Voyager: Jenny Reading Again - More Women's Literacy

In the early chapters of Voyager, in the aftermath of Culloden, when the people of Lallybroch are coping with hunger, grief, fear and oppression,  literacy takes on a more urgent kind of significance than the one it had for Jenny in Dragonfly in Amber.   In his hermit-like exile, Jamie depends on books, and Claire's medical training is not only book-based, but occasions her own use of books for coping.  Meanwhile, in her own, practical way, Jamie's sister Jenny also depends on books to cope with hardship--and not French novels and poetry this time (see here and here for Jenny reading in Dragonfly).

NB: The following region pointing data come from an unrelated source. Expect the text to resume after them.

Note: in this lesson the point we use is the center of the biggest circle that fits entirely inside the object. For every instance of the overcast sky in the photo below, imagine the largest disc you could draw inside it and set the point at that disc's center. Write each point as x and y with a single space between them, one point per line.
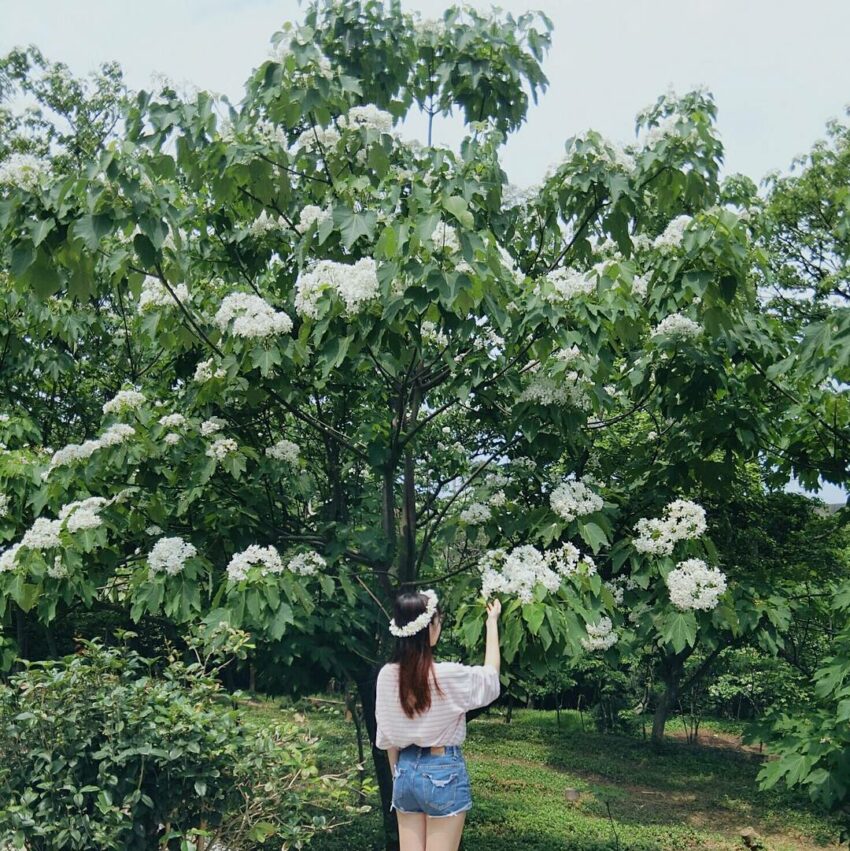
778 69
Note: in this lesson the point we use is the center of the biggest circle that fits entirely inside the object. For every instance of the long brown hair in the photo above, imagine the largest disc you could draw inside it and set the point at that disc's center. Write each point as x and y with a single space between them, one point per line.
414 657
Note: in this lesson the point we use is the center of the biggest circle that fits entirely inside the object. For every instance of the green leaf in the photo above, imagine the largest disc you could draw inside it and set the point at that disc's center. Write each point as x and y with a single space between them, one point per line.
679 629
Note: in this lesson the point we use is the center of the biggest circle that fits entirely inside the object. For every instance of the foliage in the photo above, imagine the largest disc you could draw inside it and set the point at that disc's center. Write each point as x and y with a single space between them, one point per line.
106 750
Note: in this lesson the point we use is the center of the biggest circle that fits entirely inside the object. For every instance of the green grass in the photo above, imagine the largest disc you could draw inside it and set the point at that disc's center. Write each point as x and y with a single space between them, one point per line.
686 797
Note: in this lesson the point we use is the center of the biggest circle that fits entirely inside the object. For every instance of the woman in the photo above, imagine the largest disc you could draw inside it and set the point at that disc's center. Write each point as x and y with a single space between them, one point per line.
421 711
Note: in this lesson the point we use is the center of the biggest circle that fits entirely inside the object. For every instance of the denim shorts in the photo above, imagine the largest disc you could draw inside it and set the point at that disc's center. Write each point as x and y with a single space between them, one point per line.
437 785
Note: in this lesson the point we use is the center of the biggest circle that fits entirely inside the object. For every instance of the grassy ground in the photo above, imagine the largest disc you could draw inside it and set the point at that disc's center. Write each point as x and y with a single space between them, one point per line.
688 797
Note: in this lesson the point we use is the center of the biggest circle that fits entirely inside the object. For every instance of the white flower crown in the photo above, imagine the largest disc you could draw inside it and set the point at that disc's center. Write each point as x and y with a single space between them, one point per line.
420 622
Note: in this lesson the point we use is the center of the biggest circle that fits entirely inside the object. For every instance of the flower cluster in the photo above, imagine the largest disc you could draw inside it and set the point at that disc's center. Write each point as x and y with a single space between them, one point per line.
124 400
311 215
678 326
519 571
83 514
211 426
252 317
221 448
600 636
169 555
204 371
673 234
115 434
546 391
22 170
421 621
284 450
267 558
572 499
306 564
694 585
475 514
355 285
682 520
445 237
154 294
568 283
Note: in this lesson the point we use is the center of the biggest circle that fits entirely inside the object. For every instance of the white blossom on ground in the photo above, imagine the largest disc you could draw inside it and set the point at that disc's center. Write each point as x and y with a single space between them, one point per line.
221 448
682 520
679 326
266 558
573 498
695 585
204 371
355 285
154 294
22 171
600 635
673 234
251 317
284 450
124 400
475 514
306 564
169 555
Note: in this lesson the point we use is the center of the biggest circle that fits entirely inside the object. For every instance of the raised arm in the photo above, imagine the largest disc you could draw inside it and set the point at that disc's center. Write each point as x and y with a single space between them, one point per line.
491 650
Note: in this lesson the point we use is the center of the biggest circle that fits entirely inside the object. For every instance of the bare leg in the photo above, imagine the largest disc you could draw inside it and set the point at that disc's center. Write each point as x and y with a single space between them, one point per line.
444 833
411 831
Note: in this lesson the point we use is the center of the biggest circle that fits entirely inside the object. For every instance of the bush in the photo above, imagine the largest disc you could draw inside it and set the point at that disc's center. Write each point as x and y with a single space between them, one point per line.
101 751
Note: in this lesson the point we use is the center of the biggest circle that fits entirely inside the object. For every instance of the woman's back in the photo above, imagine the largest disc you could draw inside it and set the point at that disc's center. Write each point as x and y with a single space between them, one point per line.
461 688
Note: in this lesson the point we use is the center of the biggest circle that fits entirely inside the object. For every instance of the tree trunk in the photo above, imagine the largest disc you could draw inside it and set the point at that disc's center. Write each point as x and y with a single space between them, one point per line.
662 710
366 689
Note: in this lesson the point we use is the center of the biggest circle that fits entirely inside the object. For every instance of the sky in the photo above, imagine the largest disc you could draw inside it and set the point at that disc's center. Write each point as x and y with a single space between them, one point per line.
778 69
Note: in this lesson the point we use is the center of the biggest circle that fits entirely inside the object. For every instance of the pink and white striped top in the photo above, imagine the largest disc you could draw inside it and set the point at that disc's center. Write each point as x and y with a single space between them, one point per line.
464 687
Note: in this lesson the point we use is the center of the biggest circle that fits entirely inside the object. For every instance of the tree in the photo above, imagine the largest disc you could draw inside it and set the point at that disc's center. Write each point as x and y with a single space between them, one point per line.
332 364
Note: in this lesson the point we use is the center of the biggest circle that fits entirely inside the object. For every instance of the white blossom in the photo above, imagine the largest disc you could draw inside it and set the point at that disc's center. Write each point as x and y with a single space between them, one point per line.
568 283
355 284
475 514
673 234
306 564
204 371
311 215
169 555
124 400
154 294
284 450
211 426
267 558
251 316
678 326
693 585
221 448
573 498
22 171
172 421
600 635
682 520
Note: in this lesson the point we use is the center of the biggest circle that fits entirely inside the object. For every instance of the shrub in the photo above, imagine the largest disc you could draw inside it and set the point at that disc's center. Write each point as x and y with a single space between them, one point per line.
102 751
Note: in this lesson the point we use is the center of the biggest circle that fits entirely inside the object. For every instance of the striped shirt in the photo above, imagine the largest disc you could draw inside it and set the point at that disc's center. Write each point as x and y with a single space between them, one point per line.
464 687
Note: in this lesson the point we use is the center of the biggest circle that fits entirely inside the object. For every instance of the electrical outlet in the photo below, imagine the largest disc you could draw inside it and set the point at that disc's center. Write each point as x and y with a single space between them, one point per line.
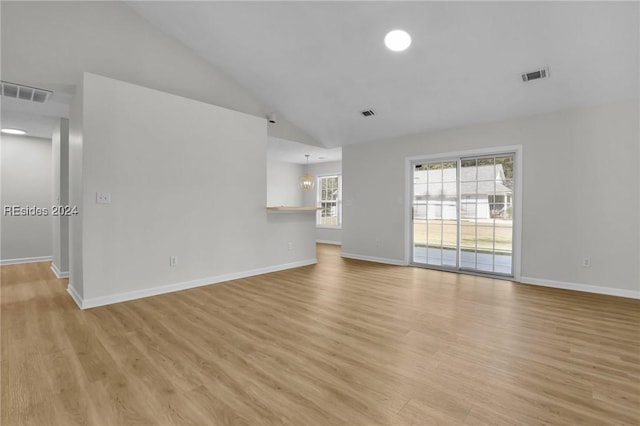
103 197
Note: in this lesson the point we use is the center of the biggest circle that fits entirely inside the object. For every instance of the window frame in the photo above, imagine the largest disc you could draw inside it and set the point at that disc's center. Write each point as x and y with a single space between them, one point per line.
319 200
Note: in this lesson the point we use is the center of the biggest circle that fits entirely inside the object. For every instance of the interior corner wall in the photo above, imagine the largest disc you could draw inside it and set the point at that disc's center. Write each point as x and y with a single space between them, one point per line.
26 182
580 193
186 179
76 193
282 184
324 235
60 190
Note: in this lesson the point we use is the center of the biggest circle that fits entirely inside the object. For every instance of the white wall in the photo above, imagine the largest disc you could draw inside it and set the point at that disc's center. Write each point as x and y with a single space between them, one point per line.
186 179
326 235
66 38
282 184
60 191
26 181
580 194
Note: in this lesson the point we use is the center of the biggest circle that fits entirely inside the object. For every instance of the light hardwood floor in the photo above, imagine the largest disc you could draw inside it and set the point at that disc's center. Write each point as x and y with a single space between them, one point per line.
343 342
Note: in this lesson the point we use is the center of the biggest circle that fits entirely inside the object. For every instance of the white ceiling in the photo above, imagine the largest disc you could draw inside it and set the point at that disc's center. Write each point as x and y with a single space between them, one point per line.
35 118
294 152
319 63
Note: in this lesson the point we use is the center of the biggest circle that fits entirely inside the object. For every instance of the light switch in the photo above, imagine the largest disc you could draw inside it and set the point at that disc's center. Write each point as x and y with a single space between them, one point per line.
103 197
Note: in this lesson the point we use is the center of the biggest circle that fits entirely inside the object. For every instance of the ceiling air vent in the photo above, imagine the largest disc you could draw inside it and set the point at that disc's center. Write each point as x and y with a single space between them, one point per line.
26 93
535 75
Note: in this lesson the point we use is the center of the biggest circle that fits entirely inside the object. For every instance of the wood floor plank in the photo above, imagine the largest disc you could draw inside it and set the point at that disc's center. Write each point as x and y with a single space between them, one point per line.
343 342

So it happens that, coming into the house with freshly killed rabbits, Jamie finds Jenny with a book that seems, to him, superfluous:
“Cut them into collops and break the bones for me, will ye, Jamie?” she said, frowning at Mrs. McClintock’s Receipts for Cookery and Pastry-Work, laid open on the table beside the pie pan.
     “Surely ye can make hare pie without looking in the wee book?” he said, obligingly taking the big bone-crushing wooden mallet from the top of the hutch where it was kept. He grimaced as he took it into his hand, feeling the weight of it. It was very like the one that had broken his right hand several years before, in an English prison, and he had a sudden vivid memory of the shattered bones in a hare pie, splintered and cracked, leaking salty blood and marrow-sweetness into the meat.
     “Aye, I can,” his sister answered abstractedly, thumbing through the pages. “It’s only that when ye havena got half the things ye need to make a dish, sometimes there’s something else you’ll come across in here, that ye can use instead.” (61-62)
This is an interesting moment, because it shows a book--a codex--that is not used for pleasure or propaganda.  Rather than providing spiritual nourishment (as Bibles are mentioned occasionally, though in Outlander mainly as an object signifying need for vengeance against Jack Randall), this book provides for physical nourishment.

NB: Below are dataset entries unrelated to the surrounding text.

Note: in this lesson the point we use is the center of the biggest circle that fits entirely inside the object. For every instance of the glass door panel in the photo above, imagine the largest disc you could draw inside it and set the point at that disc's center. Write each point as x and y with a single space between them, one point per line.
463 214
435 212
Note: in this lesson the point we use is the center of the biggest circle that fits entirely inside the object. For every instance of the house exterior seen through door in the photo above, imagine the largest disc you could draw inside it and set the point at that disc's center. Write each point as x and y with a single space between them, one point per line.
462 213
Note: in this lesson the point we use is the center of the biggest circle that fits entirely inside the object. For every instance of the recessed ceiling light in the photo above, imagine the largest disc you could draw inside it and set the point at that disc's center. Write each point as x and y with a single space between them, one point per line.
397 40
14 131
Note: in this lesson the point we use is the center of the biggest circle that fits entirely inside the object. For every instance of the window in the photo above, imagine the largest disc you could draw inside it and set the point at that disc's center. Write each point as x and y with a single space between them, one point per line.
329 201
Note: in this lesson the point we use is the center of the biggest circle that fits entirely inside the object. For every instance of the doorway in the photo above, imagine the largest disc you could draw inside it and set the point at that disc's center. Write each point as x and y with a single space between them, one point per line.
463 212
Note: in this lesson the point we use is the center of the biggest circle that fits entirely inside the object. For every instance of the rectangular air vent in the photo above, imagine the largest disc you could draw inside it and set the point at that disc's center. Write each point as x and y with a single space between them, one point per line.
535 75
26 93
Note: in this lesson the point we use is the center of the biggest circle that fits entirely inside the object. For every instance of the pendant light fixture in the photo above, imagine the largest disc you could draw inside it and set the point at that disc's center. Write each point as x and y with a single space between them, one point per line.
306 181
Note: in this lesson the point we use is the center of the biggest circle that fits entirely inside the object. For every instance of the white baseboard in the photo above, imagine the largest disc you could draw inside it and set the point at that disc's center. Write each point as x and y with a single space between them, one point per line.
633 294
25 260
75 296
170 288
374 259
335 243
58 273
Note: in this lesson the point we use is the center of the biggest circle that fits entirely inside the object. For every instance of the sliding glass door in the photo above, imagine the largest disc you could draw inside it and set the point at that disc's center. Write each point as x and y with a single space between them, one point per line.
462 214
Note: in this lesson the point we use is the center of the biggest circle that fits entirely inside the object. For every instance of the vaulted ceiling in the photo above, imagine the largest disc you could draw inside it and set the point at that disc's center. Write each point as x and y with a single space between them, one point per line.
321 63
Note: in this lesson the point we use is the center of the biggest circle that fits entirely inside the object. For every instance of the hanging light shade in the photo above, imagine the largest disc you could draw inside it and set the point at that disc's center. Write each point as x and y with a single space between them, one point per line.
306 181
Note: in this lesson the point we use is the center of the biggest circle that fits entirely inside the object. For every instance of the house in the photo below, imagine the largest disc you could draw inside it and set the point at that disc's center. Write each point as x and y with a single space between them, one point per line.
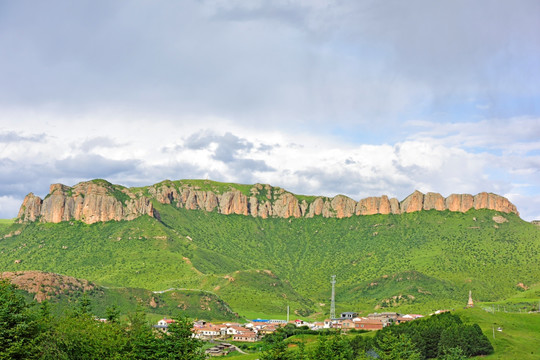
370 324
268 329
221 349
327 324
207 332
248 336
199 323
348 315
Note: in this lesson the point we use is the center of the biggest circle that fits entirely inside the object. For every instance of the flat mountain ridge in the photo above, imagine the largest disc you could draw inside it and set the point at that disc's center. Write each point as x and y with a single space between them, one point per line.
99 201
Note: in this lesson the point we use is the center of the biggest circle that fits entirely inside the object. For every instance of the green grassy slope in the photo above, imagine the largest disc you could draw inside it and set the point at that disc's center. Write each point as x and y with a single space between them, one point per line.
423 261
520 335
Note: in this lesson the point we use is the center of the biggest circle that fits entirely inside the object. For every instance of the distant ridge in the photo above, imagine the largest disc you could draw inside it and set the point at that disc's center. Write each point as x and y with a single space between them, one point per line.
98 201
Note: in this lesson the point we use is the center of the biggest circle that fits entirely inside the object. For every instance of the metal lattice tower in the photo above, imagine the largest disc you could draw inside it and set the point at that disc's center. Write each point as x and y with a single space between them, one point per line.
333 303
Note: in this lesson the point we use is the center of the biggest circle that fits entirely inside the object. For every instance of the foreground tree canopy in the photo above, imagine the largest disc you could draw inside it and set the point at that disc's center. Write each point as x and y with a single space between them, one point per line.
30 332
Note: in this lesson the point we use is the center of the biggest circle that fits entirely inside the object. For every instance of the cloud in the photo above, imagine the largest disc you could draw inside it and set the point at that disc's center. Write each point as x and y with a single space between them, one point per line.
14 137
9 206
98 142
93 166
231 150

This literacy moment is also interesting because it is another instance of gendered reading.  When Claire reads, it is without the same kind of gender marker as Jenny, simply because she is a different kind of woman than Jenny.  Claire, while marked by motherhood, can't really be called "domestic"--much to the chagrin of Frank.  Jenny's reading--in this and the other instance, in Dragonfly--is gendered, domestic reading.  By this I mean that in the narrative, it is specifically tied to her duties as the matriarch of the household, providing food and clothing and otherwise caring for her children and her men.  Beyond just the fact of being gendered and domestic, this women's reading is thrifty and useful.  She reads for reference, which is not common in the novels--even when Claire refers to reading medical texts, the emphasis is on the fact that she and her colleague are not reading professional materials.  She also reads as a matter of resourcefulness.  It is a hands-on, practical means of coping, showing that not all reading in the Outlander books is pie-in-the sky, escapist sort of stuff.  In fact, the uses of literacy are quite diverse (even if individual, intellectual uses of literacy are privileged).

Gabaldon, Diana (2004-10-26). Voyager (Outlander) Random House, Inc.. Kindle Edition.